Böylelikle ceza yargılamasında Duruşma aşaması sona ermiş olur ve hüküm ortaya çıkar. Hüküm ilk derece yargılamasının sonuçlanması ve bir karara varılması anlamına gelir.
İçindekiler
Beraat Kararı verilmesi gereken durumlar 5 durum olarak CMK Md. 223/2’de düzenlenmiştir. Bu hallerin nitelik ve doğurduğu hukuki sonuçlar itibariyle biribirinden ayrıldığı ve farklı olduğu kabul edilmektedir.
Beraat Kararı aşağıdaki durumlarda verilebilir:
a) Yüklenen fiilin kanunda suç olarak tanımlanmamış olması
Bu hüküm, kanunsuz suç ve ceza olmaz evrensel ilkesinin doğal bir sonucudur. Kanunda suç olarak düzenlenmeyen bir konuda İddianame tanzim edilmesi de hatalı olup, kişiye isnad edilen eylemin suç olup olmadığı belirlenmeden suçlama yapılmış demektir. Bu karar ile kişi bakımından işlenmiş bir suç soz konusu olmadığı için verilecek karar Beraat Kararı’dır.
Bu halde verilen beraat kararı, tartışmasız kişinin tam manasıyla aklanması anlamına gelir.
b) Yüklenen suçun sanık tarafından işlenmediğinin sabit olması
Yargılama, kişinin suçu işlediği şüphesiyle yapılmıştır.
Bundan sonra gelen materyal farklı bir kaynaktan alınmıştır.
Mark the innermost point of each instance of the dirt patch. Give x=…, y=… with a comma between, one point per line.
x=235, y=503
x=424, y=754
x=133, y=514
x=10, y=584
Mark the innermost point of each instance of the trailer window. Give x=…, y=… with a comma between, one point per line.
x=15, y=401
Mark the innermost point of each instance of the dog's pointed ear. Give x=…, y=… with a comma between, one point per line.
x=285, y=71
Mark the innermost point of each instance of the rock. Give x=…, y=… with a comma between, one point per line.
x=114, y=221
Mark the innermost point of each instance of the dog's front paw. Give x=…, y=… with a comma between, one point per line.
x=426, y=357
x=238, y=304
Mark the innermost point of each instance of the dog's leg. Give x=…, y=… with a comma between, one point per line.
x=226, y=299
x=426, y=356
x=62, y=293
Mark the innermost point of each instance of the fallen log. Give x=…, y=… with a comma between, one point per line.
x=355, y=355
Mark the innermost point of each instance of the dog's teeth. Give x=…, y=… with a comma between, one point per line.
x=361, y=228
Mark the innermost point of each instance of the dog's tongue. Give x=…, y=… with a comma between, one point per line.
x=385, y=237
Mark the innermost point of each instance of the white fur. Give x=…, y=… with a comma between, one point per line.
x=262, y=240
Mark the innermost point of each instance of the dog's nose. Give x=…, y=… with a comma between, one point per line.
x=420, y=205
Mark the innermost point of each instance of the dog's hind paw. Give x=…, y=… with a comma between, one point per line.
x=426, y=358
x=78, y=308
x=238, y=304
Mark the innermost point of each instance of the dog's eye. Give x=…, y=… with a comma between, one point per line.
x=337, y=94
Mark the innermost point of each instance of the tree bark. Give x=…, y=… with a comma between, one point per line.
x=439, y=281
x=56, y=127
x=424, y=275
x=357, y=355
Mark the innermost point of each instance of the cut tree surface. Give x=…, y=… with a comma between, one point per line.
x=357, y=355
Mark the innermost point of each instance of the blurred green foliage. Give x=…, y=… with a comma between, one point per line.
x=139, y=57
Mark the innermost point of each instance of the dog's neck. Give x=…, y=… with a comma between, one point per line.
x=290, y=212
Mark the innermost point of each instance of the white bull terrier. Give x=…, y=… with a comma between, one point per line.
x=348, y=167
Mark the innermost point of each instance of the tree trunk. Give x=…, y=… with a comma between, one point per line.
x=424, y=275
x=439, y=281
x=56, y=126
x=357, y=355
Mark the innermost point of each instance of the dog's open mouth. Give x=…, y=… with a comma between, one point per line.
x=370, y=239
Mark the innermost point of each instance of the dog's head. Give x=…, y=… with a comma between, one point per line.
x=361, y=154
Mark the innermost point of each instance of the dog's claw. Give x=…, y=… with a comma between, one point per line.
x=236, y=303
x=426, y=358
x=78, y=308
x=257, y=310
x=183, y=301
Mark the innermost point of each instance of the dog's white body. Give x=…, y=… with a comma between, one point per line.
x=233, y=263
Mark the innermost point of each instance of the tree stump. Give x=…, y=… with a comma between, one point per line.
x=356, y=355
Suç vardır ancak bu suçun yargılanan sanık tarafından işlenmediği yargılama sonucunda anlaşılmıştır. Bu durumda Beraat hükmünün dayanması gereken gerekçe bu hükümdür.
Kişinin suçu işlemediği sübuta ermiştir ve deliller tanığın suçu işlemediğine dair olup, tam manasıyla kişi aklanmıştır. Kimse işlemediği bir eylem ve suç sebebiyle de sorumlu tutulamaz. Suç varsa suç ve cezanın şahsiliği (TCK Md. 20) ilkesi gereğince bundan sorumlu tutulması gereken eylemi yapan olup, yargılanan kişinin suçu işlemediği sabit ise verilecek beraat kararı bu hükme dayanmalıdır.
c) Yüklenen suç açısından failin kast veya taksirinin bulunmaması
Suçun manevi unsurunu oluşturan “suç işleme niyeti ve amacı” ceza yargılamasının temelini oluşturur. Suç işlemeye yönelik kişide kast ve taksir mevcut değilse kişinin hukuken sorumlu tutulması da mümkün olmaz.
Kişinin isnad edilen suçu işlemeye dönük bir kastı veya suçun ortaya çıkması bakımından dikkat ve özen yükümlülüğüne aykırı bir eylemi söz konusu değilse bu hüküm gereğince hakkında manevi unsur yönüyle verilmesi gereken Beraat kararıdır.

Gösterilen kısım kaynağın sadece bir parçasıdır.